Fait partie enfin de l’héritage européen une tradition de pensée, pour laquelle un lien substantiel entre foi, vérité et raison est essentiel. Il s’agit ici, en définitive, de se demander si, oui ou non, la raison est au principe de toutes choses et à leur fondement. Il s’agit de se demander si le hasard et la nécessité sont à l’origine de la réalité, si donc la raison est un produit secondaire fortuit de l’irrationnel, et si, dans l’océan de l’irrationalité, en fin de compte, elle n’a aucun sens, ou si au contraire ce qui constitue la conviction de fond de la foi chrétienne demeure vrai : In principio erat Verbum – Au commencement était le Verbe – à l’origine de toutes choses, il y a la Raison créatrice de Dieu qui a décidé de se rendre participant à nous, êtres humains.

 

Permettez-moi de citer dans ce contexte Jürgen Habermas, un philosophe qui n’adhère pas à la foi chrétienne. Il affirme : « Par l’autoconscience normative du temps moderne, le christianisme n’a pas été seulement un catalyseur. L’universalisme égalitaire, dont sont nées les idées de liberté et de solidarité, est un héritage immédiat de la justice juive et de l’éthique chrétienne de l’amour. Inchangé dans sa substance, cet héritage a toujours été de nouveau approprié de façon critique et de nouveau interprété. Jusqu’à aujourd’hui, il n’existe pas d’alternative à cela ».

 

Monsieur le Président fédéral, Mesdames et Messieurs ! L’Autriche est un pays riche de nombreuses bénédictions : la grande beauté des paysages qui attire, année après année, des millions de personnes pour un séjour de repos ; une richesse culturelle inouïe, créée et accumulée depuis de nombreuses générations ; de nombreuses personnes dotées de talent artistique et de grandes forces créatrices. Partout on peut voir les témoignages des réalisations qui sont les fruits de l’application et des dons de la population qui travaille. Il y a là un motif de reconnaissance et de fierté. Mais l’Autriche n’est certainement pas une « île heureuse » et elle ne croit pas l’être non plus. L’autocritique fait toujours du bien et, sans aucun doute, elle est répandue en Autriche. Un pays qui a tant reçu doit aussi donner beaucoup.

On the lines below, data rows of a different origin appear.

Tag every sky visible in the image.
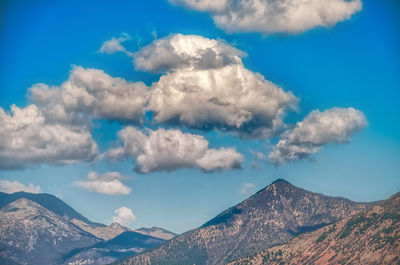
[0,0,400,233]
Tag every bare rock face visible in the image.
[230,193,400,265]
[63,228,165,265]
[117,179,369,265]
[134,226,177,240]
[0,198,100,265]
[70,219,133,240]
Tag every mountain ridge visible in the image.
[229,192,400,265]
[114,179,371,265]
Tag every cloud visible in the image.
[30,66,148,123]
[135,34,298,137]
[134,34,245,73]
[99,33,133,57]
[0,180,42,193]
[269,108,367,164]
[0,104,98,169]
[74,172,132,195]
[169,0,362,34]
[99,33,130,54]
[240,183,256,195]
[113,206,136,226]
[105,127,243,173]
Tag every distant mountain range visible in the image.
[115,179,371,265]
[0,179,400,265]
[0,192,175,265]
[229,193,400,265]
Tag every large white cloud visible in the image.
[169,0,362,34]
[149,64,297,137]
[0,180,42,193]
[134,34,245,72]
[105,127,243,173]
[74,172,132,195]
[113,206,136,226]
[269,108,367,164]
[30,66,148,123]
[0,105,97,169]
[131,34,298,137]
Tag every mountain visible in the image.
[0,198,100,265]
[64,231,165,265]
[115,179,370,265]
[135,226,177,240]
[0,192,175,265]
[0,191,104,227]
[230,193,400,265]
[70,219,133,240]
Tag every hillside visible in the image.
[0,198,100,265]
[115,180,368,265]
[230,193,400,265]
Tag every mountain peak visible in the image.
[109,221,125,228]
[271,178,292,185]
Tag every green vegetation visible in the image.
[315,232,328,241]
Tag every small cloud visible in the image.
[113,206,136,226]
[0,180,42,193]
[74,172,132,195]
[99,33,132,56]
[240,183,256,195]
[268,108,367,165]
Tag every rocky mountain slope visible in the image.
[0,191,101,227]
[230,193,400,265]
[63,231,165,265]
[134,226,177,240]
[0,192,172,265]
[115,180,368,265]
[70,219,133,240]
[0,198,100,265]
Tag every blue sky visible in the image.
[0,0,400,232]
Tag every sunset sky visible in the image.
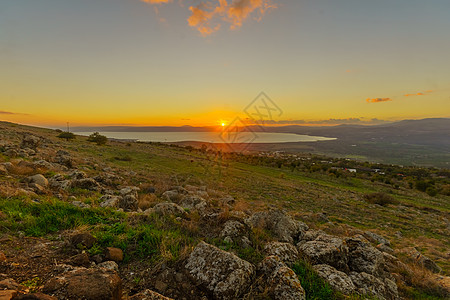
[0,0,450,126]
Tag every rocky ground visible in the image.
[0,124,450,299]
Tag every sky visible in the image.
[0,0,450,126]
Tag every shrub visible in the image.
[292,261,336,300]
[425,186,437,197]
[364,192,398,206]
[114,155,133,161]
[58,131,75,141]
[88,132,108,145]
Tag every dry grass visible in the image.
[392,264,448,299]
[138,194,159,210]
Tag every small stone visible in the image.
[105,247,123,262]
[71,232,97,249]
[70,253,91,267]
[0,278,19,290]
[13,293,58,300]
[0,290,17,300]
[97,260,119,272]
[26,174,48,187]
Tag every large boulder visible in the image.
[298,234,349,272]
[264,242,299,266]
[20,134,41,150]
[363,231,391,246]
[150,202,187,216]
[399,247,442,273]
[246,210,308,243]
[185,242,255,299]
[25,174,48,187]
[345,235,385,276]
[162,190,182,202]
[71,178,100,191]
[50,174,72,191]
[253,256,306,300]
[128,290,173,300]
[43,268,122,300]
[119,194,139,211]
[70,232,97,249]
[100,195,121,207]
[54,150,75,169]
[220,220,252,248]
[313,265,356,295]
[0,164,8,175]
[350,272,399,300]
[179,195,207,211]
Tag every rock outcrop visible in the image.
[185,242,255,299]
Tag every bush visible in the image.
[425,186,437,197]
[88,132,108,145]
[292,261,337,300]
[364,192,398,206]
[58,131,75,141]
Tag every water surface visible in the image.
[76,132,335,143]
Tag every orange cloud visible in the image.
[366,98,392,103]
[141,0,172,4]
[227,0,277,29]
[188,0,228,36]
[404,90,433,97]
[141,0,277,36]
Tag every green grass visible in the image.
[292,261,338,300]
[0,198,197,261]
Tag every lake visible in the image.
[76,132,336,143]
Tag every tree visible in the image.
[88,132,108,145]
[58,131,75,141]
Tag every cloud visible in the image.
[227,0,277,29]
[141,0,172,4]
[141,0,277,36]
[0,110,28,116]
[403,90,433,97]
[366,98,392,103]
[243,118,388,125]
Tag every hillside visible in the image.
[0,120,450,299]
[73,118,450,168]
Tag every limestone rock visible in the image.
[128,290,173,300]
[220,220,251,248]
[152,202,186,216]
[264,242,299,266]
[105,247,123,262]
[70,232,97,249]
[100,195,120,207]
[246,210,308,243]
[25,174,48,187]
[313,265,356,295]
[43,268,122,300]
[250,256,306,300]
[179,195,207,210]
[345,235,384,276]
[350,272,399,300]
[298,234,348,272]
[185,242,255,299]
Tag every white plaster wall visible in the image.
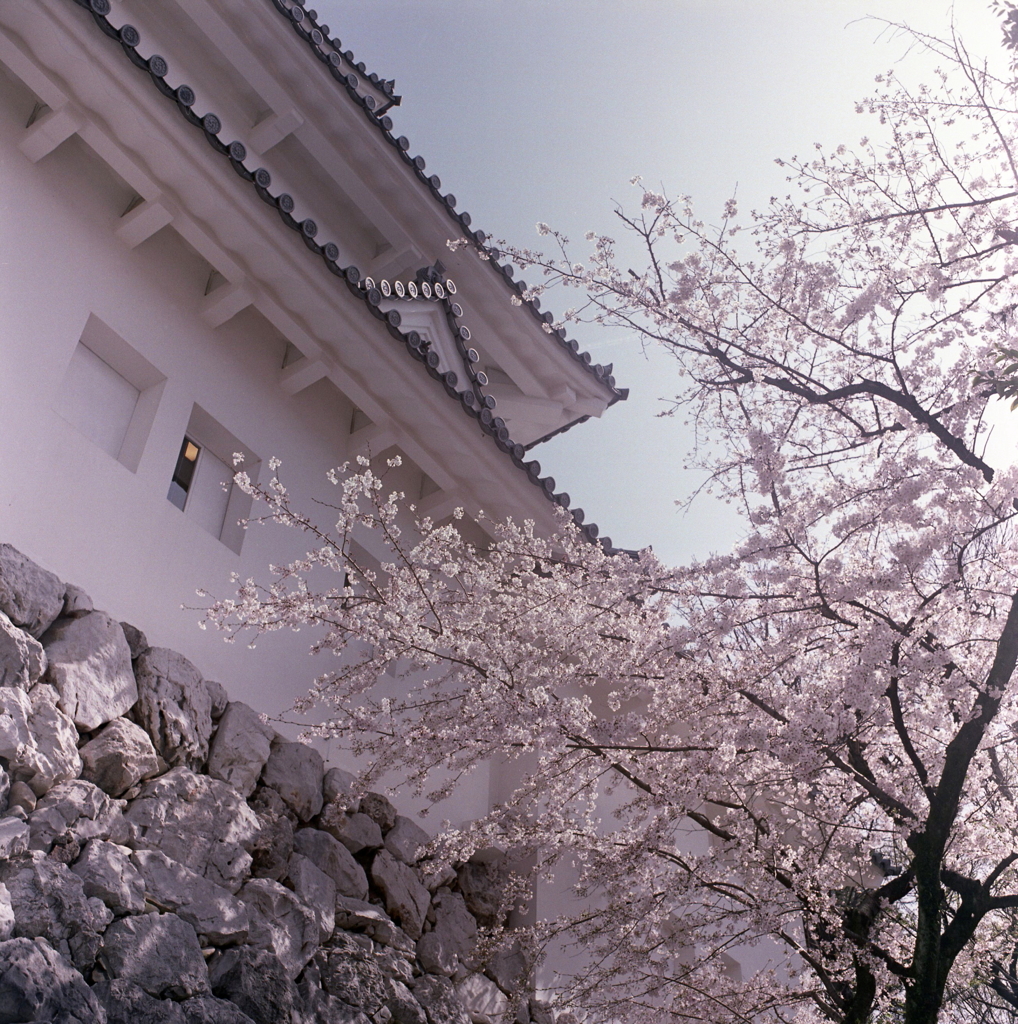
[0,59,487,820]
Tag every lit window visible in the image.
[166,437,202,512]
[166,406,258,553]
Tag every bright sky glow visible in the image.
[317,0,1001,562]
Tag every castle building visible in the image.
[0,0,627,782]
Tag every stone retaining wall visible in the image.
[0,545,553,1024]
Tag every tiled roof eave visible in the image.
[65,0,620,554]
[268,0,629,407]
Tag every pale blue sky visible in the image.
[315,0,1000,562]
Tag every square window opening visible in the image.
[54,315,166,473]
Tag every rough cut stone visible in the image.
[289,853,336,942]
[209,946,300,1024]
[0,611,46,690]
[99,913,209,999]
[314,943,389,1015]
[322,768,360,814]
[42,611,138,732]
[417,860,456,892]
[458,855,505,927]
[205,679,229,722]
[94,978,187,1024]
[0,684,81,796]
[371,850,431,939]
[125,768,261,893]
[484,943,528,995]
[293,828,368,900]
[385,814,431,864]
[360,793,396,833]
[251,806,293,882]
[180,995,253,1024]
[417,892,477,977]
[131,850,250,946]
[413,974,470,1024]
[319,804,382,853]
[456,974,509,1024]
[240,879,319,979]
[29,778,124,851]
[0,938,107,1024]
[7,782,39,814]
[71,839,145,916]
[529,999,555,1024]
[134,647,212,771]
[207,700,272,797]
[297,982,368,1024]
[385,978,428,1024]
[0,544,67,639]
[78,718,159,797]
[0,818,32,861]
[0,882,14,942]
[60,583,93,618]
[262,739,325,821]
[0,851,113,970]
[120,623,149,662]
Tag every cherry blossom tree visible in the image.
[208,24,1018,1024]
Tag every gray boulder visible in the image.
[209,946,300,1024]
[240,879,319,979]
[0,882,14,942]
[251,806,293,882]
[0,544,67,639]
[484,942,531,995]
[333,896,414,952]
[120,623,149,662]
[0,818,32,861]
[42,611,138,732]
[7,782,39,815]
[124,768,261,893]
[0,938,107,1024]
[207,700,273,797]
[360,793,396,833]
[289,853,336,942]
[417,891,477,977]
[322,768,360,813]
[319,804,382,853]
[417,858,456,892]
[0,851,113,970]
[0,684,81,797]
[262,738,325,821]
[60,583,94,618]
[371,850,431,939]
[180,995,253,1024]
[99,913,209,999]
[78,718,159,797]
[293,828,368,900]
[414,974,470,1024]
[205,679,229,722]
[134,647,212,771]
[455,974,509,1024]
[71,839,145,915]
[385,978,428,1024]
[458,854,506,927]
[93,978,187,1024]
[29,778,124,851]
[0,611,46,690]
[131,850,250,946]
[385,814,431,864]
[314,942,390,1016]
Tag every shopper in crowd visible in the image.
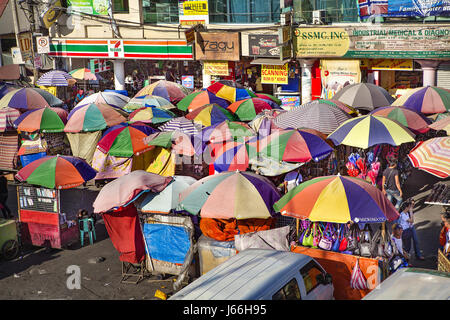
[382,158,403,211]
[399,199,425,260]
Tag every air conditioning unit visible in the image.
[313,10,326,24]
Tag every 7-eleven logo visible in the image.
[108,40,124,58]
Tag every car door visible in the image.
[300,260,334,300]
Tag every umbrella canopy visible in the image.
[370,106,429,133]
[207,82,257,102]
[135,80,191,103]
[123,95,175,112]
[274,175,399,223]
[408,137,450,178]
[255,93,282,106]
[14,108,64,132]
[128,105,175,123]
[158,117,202,135]
[186,104,235,127]
[16,155,97,189]
[227,98,279,121]
[64,103,126,132]
[177,90,230,112]
[0,107,20,132]
[97,125,155,158]
[328,115,415,149]
[69,68,97,80]
[36,70,73,87]
[275,98,352,134]
[93,170,173,213]
[0,88,50,110]
[403,86,450,114]
[75,91,130,108]
[333,83,395,111]
[180,171,280,219]
[137,176,197,213]
[258,130,333,162]
[429,117,450,135]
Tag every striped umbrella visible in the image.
[408,137,450,179]
[370,106,430,133]
[403,86,450,114]
[180,171,280,219]
[275,98,351,134]
[123,95,175,112]
[14,108,64,132]
[36,70,73,87]
[64,103,126,132]
[177,90,230,112]
[158,117,202,135]
[328,115,415,149]
[333,83,395,111]
[186,104,236,127]
[273,175,399,223]
[0,88,50,110]
[227,98,280,121]
[16,155,97,189]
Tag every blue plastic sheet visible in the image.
[143,223,191,264]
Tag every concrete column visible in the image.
[415,60,441,87]
[299,59,316,104]
[113,59,125,90]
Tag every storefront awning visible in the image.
[250,58,290,66]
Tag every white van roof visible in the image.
[363,268,450,300]
[170,249,312,300]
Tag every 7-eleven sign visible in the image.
[108,40,124,58]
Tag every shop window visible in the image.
[113,0,130,13]
[142,0,179,24]
[272,278,301,300]
[208,0,280,24]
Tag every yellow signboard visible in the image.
[294,28,350,57]
[203,61,229,76]
[261,63,289,84]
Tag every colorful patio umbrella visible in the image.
[137,176,197,213]
[403,86,450,114]
[97,125,155,158]
[255,93,282,106]
[258,129,333,163]
[207,82,257,102]
[177,90,230,112]
[16,155,97,189]
[69,68,97,80]
[186,104,236,127]
[14,108,64,132]
[36,70,73,87]
[123,95,175,112]
[0,107,20,132]
[158,117,202,135]
[180,171,280,219]
[275,98,352,134]
[408,137,450,179]
[134,80,191,103]
[429,117,450,135]
[333,83,395,111]
[64,103,126,132]
[0,88,50,110]
[128,105,175,124]
[370,106,429,133]
[328,114,415,149]
[227,98,279,121]
[273,175,399,223]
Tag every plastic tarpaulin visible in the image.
[144,223,191,264]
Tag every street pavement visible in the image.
[0,170,450,300]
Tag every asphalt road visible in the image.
[0,171,449,300]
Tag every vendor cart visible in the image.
[17,184,79,249]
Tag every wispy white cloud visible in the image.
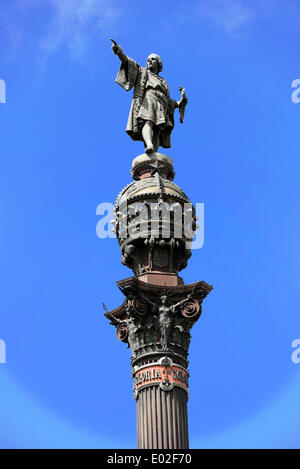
[40,0,121,60]
[199,0,254,36]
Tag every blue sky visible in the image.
[0,0,300,448]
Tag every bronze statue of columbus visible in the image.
[111,39,187,155]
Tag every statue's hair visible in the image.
[149,52,162,73]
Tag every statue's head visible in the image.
[146,54,162,74]
[160,295,168,305]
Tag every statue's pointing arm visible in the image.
[111,39,128,64]
[111,40,140,91]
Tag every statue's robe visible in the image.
[116,57,177,148]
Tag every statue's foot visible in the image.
[145,145,154,155]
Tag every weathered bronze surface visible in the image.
[105,41,212,449]
[112,41,188,155]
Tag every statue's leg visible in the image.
[142,121,154,155]
[153,126,160,152]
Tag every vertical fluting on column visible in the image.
[137,386,189,449]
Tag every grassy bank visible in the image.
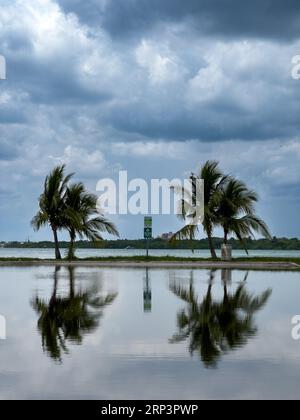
[0,255,300,266]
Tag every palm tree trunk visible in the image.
[68,231,75,260]
[207,232,217,260]
[224,229,228,245]
[69,267,75,299]
[52,228,61,260]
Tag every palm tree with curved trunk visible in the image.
[64,183,119,260]
[172,160,228,259]
[216,178,271,252]
[31,165,73,260]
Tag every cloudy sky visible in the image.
[0,0,300,240]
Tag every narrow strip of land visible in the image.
[0,257,300,270]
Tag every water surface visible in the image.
[0,248,300,259]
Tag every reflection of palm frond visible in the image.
[31,270,117,361]
[170,273,271,367]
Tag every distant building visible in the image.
[158,232,174,241]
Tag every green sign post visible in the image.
[144,217,152,257]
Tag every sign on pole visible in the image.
[144,217,152,257]
[144,217,152,239]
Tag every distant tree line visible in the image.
[4,237,300,251]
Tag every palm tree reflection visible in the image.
[170,270,272,367]
[31,266,117,362]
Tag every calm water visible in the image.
[0,248,300,259]
[0,267,300,399]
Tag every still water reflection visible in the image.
[170,270,272,367]
[31,267,117,361]
[0,266,300,399]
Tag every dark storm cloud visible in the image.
[60,0,300,40]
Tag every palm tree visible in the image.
[172,161,228,259]
[31,165,73,260]
[64,183,118,260]
[216,178,271,252]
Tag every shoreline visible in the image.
[0,258,300,271]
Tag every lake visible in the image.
[0,248,300,259]
[0,266,300,399]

Il peut compter beaucoup sur lui-même et aussi exiger de lui-même une certaine responsabilité vis-à-vis des pays voisins, de l’Europe et du monde.

 

Beaucoup de ce que l’Autriche est et possède, elle le doit à la foi chrétienne et à sa riche influence sur les personnes. La foi a profondément formé le caractère de ce pays et de ses habitants. Par conséquent, il doit être dans l’intérêt de tous de ne pas permettre qu’un jour dans ce pays il n’y ait peut-être plus que les pierres à parler de christianisme ! Une Autriche sans une foi chrétienne vivante ne serait plus l’Autriche.